In the absence of its inducer (allolactose) the lac operon remains repressed because of the binding of lac repressor to the operator. When lactose becomes available, a few molecules are converted to allolactose by b-galactosidase. Allolactose then binds to the repressor, causing a change in its conformation that promotes dissociation from the operator. Once the inactive repressor diffuses away from the operator, the transcription of the structural genes is initiated. The lac operon remains active until the lactose supply is consumed. The repressor subsequently reverts to its active form and rebinds to the operator.

Glucose is the preferred carbon and energy source for E. coli In the event that the organism is exposed to both glucose and lactose, the glucose is metabolized first. Syntheses of the lac operon enzymes are induced only after the glucose is no longer available. (This makes sense because glucose is more commonly available and has a central role in cellular metabolism. Why expend the energy to synthesize the enzymes required for the metabolism of other sugars if glucose is also available?) The delay in activating the lac operon is mediated by a catabolite gene activator protein (CAP). CAP is an allosteric homodimer that binds to the chromosome at a site directly in front of the lac promoter when glucose is absent. CAP can act as an indicator of glucose concentration because of its capacity to bind to cAMP. (For reasons that are not yet clear, the cell's cAMP concentration is inversely related to glucose concentration.) The binding of cAMP to CAP, a process that occurs only when glucose is absent and cAMP levels are high, causes a conformational change that allows the protein to bind to the lac promoter. CAP binding promotes transcription by increasing the affinity of RNA polymerase for the lac promoter. In other words, CAP exerts a positive or activating control on lactose metabolism.

Protein synthesis is an extraordinarily complex process in which genetic information encoded in the nucleic acids is "translated" into the 20 amino acid "alphabet" of polypeptides.

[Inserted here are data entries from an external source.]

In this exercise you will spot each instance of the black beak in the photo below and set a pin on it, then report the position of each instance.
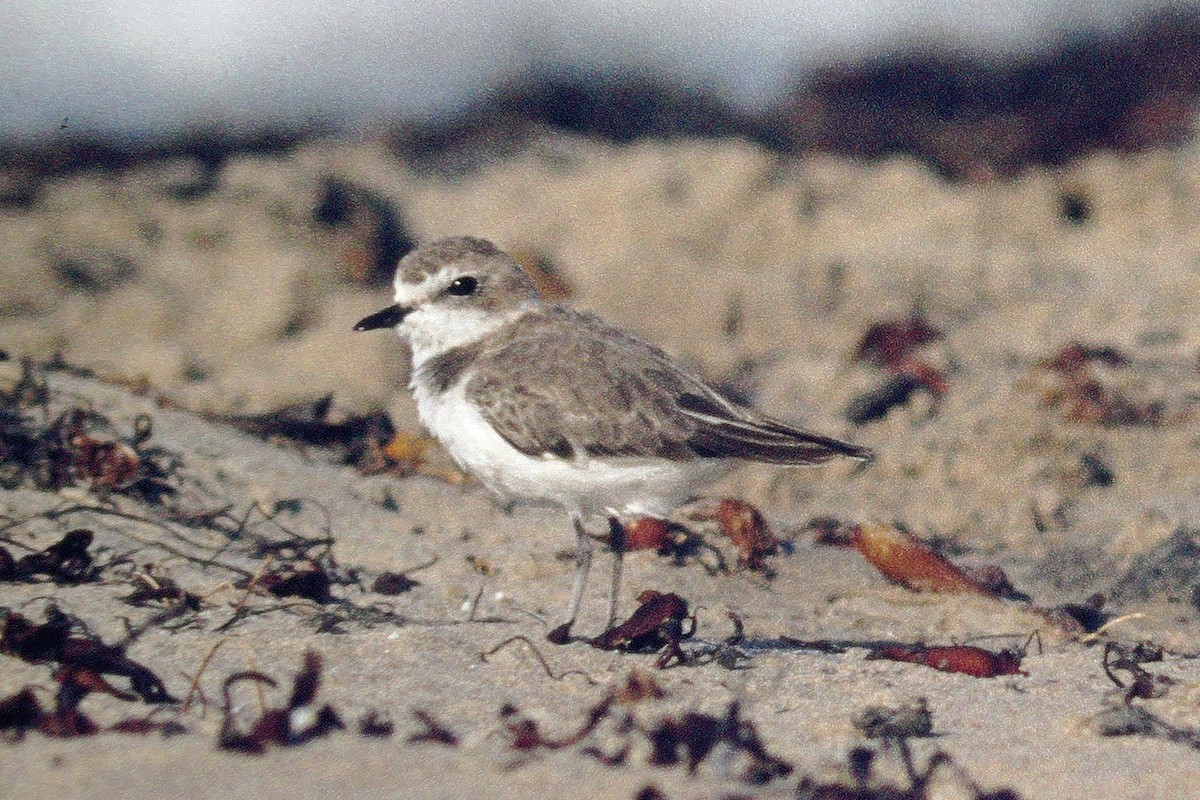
(389, 317)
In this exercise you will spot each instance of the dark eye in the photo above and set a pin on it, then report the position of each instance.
(463, 286)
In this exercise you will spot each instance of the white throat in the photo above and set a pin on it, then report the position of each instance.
(432, 330)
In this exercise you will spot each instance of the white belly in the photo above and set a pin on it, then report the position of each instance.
(583, 486)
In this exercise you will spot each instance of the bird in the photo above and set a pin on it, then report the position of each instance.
(545, 404)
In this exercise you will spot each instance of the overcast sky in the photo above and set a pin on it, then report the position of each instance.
(129, 66)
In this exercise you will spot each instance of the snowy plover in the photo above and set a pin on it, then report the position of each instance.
(550, 405)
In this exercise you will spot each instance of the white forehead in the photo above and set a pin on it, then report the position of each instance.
(413, 288)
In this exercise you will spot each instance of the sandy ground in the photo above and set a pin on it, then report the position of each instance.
(765, 275)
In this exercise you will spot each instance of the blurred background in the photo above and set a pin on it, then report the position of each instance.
(975, 85)
(199, 199)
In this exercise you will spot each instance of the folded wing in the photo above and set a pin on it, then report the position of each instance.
(567, 384)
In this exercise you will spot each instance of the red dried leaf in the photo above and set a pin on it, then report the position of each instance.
(901, 558)
(887, 344)
(963, 659)
(747, 529)
(648, 534)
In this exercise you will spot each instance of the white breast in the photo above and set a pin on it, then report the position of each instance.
(585, 486)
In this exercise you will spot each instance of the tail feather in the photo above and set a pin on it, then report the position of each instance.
(732, 432)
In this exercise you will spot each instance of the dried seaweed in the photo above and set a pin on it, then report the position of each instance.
(64, 639)
(287, 726)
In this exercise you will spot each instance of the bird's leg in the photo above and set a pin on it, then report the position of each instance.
(617, 541)
(562, 633)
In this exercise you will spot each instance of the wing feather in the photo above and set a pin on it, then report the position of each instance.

Translational Control Mechanisms

Protein synthesis is an exceptionally expensive process. With a cost of four high-energy phosphate bonds per peptide bond (i.e., two bonds expended during tRNA charging and one each during A site-tRNA binding and translocation) it is perhaps not surprising that enormous quantities of energy are involved.

Although the speed and accuracy of translation require a high energy input, the cost would be even higher without metabolic control mechanisms. It is these mechanisms that allow prokaryotic cells to compete with each other for limited nutritional resources.

Eukariotic translation control mechanisms are proving to be exceptionally complex, substantially more so than those observed in prokaryotes. In prokaryotes such as E. coli, most of the control of protein synthesis occurs at the level of transcription. This circumstance makes sense for several reasons. First, transcription and translation are directly coupled; that is, translation is initiated shortly after transcription begins. Second, the lifetime of prokaryotic mRNA is usually relatively short. With half-lives of between 1 and 3 minutes, the types of mRNAs produced in a cell can be quickly altered as environmental conditions change.

Despite the preeminence of transcriptional control mechanisms, there are variations in the rates of prokaryotic mRNA translation.

An interesting example of negative translational regulation in prokaryotes is provided by ribosomal protein synthesis. There are approximately 55 proteins in prokaryotic ribosomes. These molecules are coded for by genes occurring in 20 operons. Efficient bacterial growth requires that their synthesis be coordinately regulated among the operons as well as with rRNA synthesis. For example, in the PL11 operon, which contains the genes for the ribosomal proteins L1 and L11, excessive amounts of L1 (i.e., more L1 molecules than can bind available 23S rRNA) trigger an inhibition of PL11 mRNA translation. Apparently, LI can bind to either 23S rRNA or PL11 mRNA. In the absence of 23S rRNA, LI inhibits the translation of its own operon by binding to the 5' end of PL11 mRNA.